I cursed and stumbled until I caught my balance. The young cop led us through the lobby. I craned my neck around and scanned the sea of chaos and people for him. He was gone. NO! He was there. Wasn’t he? He’d been standing by that column with the diamonds.

“Watch your head.”

I spun just in time to not slam into the open door of the police car. The cop put his hand on my head and helped me slide into the back seat. The leather was rough on my bare legs, and it was stuffy in the back, but somehow being arrested wasn’t my biggest concern. In my peripheral vision, I saw Tallulah get pushed in after me and the door closed. I turned to look out my window.

Fire trucks and police cars flew into the driveway of The Sapphire. The sidewalks were littered with tourists, most of them snapping pictures of the mess on their phones. We were probably already going viral on TikTok as the girls who blew up a casino. I pressed my face to my window to look for him.

Tallulah rested her head on the window and softly sang the No Doubt song Don’t Speak.

I glanced over my shoulder to her. “Really, bro?”

She snorted and then burst into laughter.

“This is not funny.” I shook my head and turned back to the window. “You are not really laughing right now?—”

THERE YOU ARE! Mr. Moonstone stood with his arms crossed over his chest on the corner of Las Vegas Boulevard in the shadow of a column. Those pale moonstone eyes sparkled in the dark. The car was moving too quickly. We were passing him too fast. I leaned forward to get a better look when the car took a sharp left turn. No, no, no!

The force of the turn combined with my hands being cuffed behind my back sent me falling over onto the seat. My head landed in Tallulah’s lap, which sent her into a whole new round of giggling. It took me a second to get upright again, and by then we were at least two casinos away from where I’d seen him. Just when I started to think I’d hallucinated him again I spotted him standing on the median right in the middle of Las Vegas Boulevard but we flew right by him.

I spun in my seat, but again he was gone. I groaned and sat back against the seat as the car rolled to a stop at a traffic light. This made no sense. Humans couldn’t move like— WHAT? He was across the street on the opposite corner. There was absolutely no way he could’ve gotten over there that quickly. We’d passed him on the median . . . I didn’t know how he made it ahead of us.

My stomach rolled. I’m losing my mind.

Something heavy slammed into the back of the car. I gasped and looked back—and my heart stopped. Mr. Moonstone was crouched on the trunk of the sedan. His pale wings fluttered in the breeze as our car cruised down the street. The cop hadn’t slowed down or stopped. Tallulah was still singing that song to herself with her eyes closed.

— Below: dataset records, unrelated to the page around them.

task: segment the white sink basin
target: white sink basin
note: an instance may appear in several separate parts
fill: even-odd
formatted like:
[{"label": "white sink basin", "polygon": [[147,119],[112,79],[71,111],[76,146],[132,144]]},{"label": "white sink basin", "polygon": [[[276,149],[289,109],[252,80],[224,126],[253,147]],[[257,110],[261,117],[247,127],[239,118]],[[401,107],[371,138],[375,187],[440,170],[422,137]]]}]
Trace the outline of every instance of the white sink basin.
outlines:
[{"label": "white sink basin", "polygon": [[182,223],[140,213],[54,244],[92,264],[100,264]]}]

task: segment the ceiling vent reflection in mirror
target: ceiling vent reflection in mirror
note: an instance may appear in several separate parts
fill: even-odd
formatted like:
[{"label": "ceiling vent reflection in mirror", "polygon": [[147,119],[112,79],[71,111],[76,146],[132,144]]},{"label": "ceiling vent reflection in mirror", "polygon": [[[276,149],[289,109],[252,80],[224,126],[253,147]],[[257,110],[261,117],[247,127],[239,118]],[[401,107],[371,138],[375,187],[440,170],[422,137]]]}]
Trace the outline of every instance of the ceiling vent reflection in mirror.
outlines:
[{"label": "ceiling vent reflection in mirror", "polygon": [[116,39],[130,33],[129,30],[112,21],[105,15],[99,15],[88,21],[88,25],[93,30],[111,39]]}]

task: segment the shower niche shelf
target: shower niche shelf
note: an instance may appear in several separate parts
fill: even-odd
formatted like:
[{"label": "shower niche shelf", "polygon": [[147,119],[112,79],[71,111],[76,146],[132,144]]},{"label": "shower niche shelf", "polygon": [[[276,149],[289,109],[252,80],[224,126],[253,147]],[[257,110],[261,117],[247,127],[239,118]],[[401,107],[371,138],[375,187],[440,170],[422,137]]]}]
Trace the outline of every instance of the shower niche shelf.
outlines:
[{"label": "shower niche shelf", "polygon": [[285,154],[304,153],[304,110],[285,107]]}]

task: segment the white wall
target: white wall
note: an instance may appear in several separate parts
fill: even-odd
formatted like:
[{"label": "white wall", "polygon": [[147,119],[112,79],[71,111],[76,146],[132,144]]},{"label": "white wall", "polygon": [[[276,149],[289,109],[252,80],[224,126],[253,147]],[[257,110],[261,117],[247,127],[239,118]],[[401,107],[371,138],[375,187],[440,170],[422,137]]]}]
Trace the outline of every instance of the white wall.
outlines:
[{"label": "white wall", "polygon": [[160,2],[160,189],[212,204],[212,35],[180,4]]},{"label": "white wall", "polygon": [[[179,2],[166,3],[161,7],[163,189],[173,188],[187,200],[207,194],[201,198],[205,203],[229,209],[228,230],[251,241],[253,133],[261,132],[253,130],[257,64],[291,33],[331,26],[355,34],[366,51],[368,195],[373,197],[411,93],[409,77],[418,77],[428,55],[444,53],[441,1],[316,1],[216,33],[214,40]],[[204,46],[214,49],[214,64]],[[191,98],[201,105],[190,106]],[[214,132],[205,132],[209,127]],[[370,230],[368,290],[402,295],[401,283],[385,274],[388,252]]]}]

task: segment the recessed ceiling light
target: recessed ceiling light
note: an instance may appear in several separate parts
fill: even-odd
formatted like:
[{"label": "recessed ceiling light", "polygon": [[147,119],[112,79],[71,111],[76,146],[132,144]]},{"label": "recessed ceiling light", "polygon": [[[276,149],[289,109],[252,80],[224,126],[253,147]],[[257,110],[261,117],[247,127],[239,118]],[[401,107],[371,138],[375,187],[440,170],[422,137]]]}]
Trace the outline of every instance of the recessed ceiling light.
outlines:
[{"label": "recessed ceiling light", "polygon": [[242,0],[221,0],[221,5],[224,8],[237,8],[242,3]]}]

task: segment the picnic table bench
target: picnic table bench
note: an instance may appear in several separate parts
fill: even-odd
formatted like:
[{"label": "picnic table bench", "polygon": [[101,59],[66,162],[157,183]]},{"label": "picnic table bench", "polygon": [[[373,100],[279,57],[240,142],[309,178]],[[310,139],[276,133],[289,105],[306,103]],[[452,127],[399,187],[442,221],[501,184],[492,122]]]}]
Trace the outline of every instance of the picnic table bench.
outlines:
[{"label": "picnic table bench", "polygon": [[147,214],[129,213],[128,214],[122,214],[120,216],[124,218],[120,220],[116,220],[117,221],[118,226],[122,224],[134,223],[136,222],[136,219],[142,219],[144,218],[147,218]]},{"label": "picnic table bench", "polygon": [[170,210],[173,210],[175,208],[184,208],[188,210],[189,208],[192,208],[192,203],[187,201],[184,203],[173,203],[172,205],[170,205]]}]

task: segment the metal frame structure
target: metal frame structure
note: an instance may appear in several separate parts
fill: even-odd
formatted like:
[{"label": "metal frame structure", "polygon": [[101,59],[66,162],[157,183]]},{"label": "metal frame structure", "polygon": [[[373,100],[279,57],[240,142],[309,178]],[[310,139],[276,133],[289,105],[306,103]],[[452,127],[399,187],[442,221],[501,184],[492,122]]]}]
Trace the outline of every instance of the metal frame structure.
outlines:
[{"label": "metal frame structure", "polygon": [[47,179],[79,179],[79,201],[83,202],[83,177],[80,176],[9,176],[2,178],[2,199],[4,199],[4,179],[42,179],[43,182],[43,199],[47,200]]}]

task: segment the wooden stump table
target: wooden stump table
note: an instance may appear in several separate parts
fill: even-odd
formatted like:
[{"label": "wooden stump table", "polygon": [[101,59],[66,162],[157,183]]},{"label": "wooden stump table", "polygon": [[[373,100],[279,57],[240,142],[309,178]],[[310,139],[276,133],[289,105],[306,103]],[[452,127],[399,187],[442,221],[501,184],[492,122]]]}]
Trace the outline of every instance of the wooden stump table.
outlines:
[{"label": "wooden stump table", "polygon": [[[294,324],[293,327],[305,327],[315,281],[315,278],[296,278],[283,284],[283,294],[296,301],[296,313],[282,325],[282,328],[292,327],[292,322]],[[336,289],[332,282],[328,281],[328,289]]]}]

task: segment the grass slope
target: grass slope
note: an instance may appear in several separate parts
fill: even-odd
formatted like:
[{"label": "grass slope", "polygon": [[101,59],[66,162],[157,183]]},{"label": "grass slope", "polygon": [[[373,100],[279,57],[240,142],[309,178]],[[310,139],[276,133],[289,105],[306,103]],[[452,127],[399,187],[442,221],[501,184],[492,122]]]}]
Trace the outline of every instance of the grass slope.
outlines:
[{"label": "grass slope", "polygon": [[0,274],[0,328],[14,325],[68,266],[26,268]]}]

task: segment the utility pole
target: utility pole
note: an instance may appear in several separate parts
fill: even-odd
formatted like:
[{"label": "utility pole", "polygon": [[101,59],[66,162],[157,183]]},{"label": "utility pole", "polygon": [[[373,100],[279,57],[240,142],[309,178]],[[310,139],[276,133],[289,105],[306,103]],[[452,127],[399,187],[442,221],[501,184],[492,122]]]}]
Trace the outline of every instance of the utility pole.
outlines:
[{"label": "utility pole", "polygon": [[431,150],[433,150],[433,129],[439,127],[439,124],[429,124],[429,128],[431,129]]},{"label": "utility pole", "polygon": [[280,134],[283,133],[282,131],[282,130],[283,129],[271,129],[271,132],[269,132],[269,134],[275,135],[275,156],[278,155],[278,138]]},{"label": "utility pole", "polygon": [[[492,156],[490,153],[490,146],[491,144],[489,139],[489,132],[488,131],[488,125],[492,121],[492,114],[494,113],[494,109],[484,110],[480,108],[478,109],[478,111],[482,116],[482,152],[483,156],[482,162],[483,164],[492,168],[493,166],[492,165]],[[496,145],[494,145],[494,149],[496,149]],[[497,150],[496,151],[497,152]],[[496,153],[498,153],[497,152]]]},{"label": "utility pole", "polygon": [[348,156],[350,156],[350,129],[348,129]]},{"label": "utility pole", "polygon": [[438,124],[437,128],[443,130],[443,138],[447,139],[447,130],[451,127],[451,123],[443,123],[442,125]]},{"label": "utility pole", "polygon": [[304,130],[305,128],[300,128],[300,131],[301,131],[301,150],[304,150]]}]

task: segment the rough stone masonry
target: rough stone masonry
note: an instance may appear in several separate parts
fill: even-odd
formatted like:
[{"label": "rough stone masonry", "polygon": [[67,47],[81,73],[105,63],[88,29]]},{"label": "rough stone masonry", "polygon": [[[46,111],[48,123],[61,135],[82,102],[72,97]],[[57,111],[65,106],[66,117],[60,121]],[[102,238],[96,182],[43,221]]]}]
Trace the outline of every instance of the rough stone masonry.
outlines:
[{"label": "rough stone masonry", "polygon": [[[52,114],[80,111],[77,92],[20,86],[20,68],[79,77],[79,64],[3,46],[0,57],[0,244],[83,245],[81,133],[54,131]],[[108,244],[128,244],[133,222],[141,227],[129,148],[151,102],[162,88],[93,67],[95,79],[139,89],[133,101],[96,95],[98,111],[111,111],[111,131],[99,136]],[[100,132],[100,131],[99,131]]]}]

I opened my mouth to speak but nothing came out. My breath left me in a rush. My whole body trembled. Human beings didn’t move like that. Humans didn’t fly. Humans didn’t land on the back of moving cars and stay there. I was either losing my mind or he wasn’t human.

Or both.

Bile rose up my throat. I climbed up on my knees and peered up at him, but his eyes were locked on the sky. He leaned forward and three crystal necklaces popped out the top of his white shirt. My eyes widened. Wait a second. THREE necklaces. He had four before. No, no, no, no, no. That can’t be. I had to have made it up. Lilian must have been behind that.

I whined.

“You okay, bro?” Tallulah leaned closer. “What are you looking at?”

“You don’t see him ?” I flinched and spun to stare at her. “Please tell me you can see him,” I whispered, nodding my head toward him.

“No.” Her face paled. She shook her head. “We have to tell your mom now.”

I looked out the back window . . . and he was gone.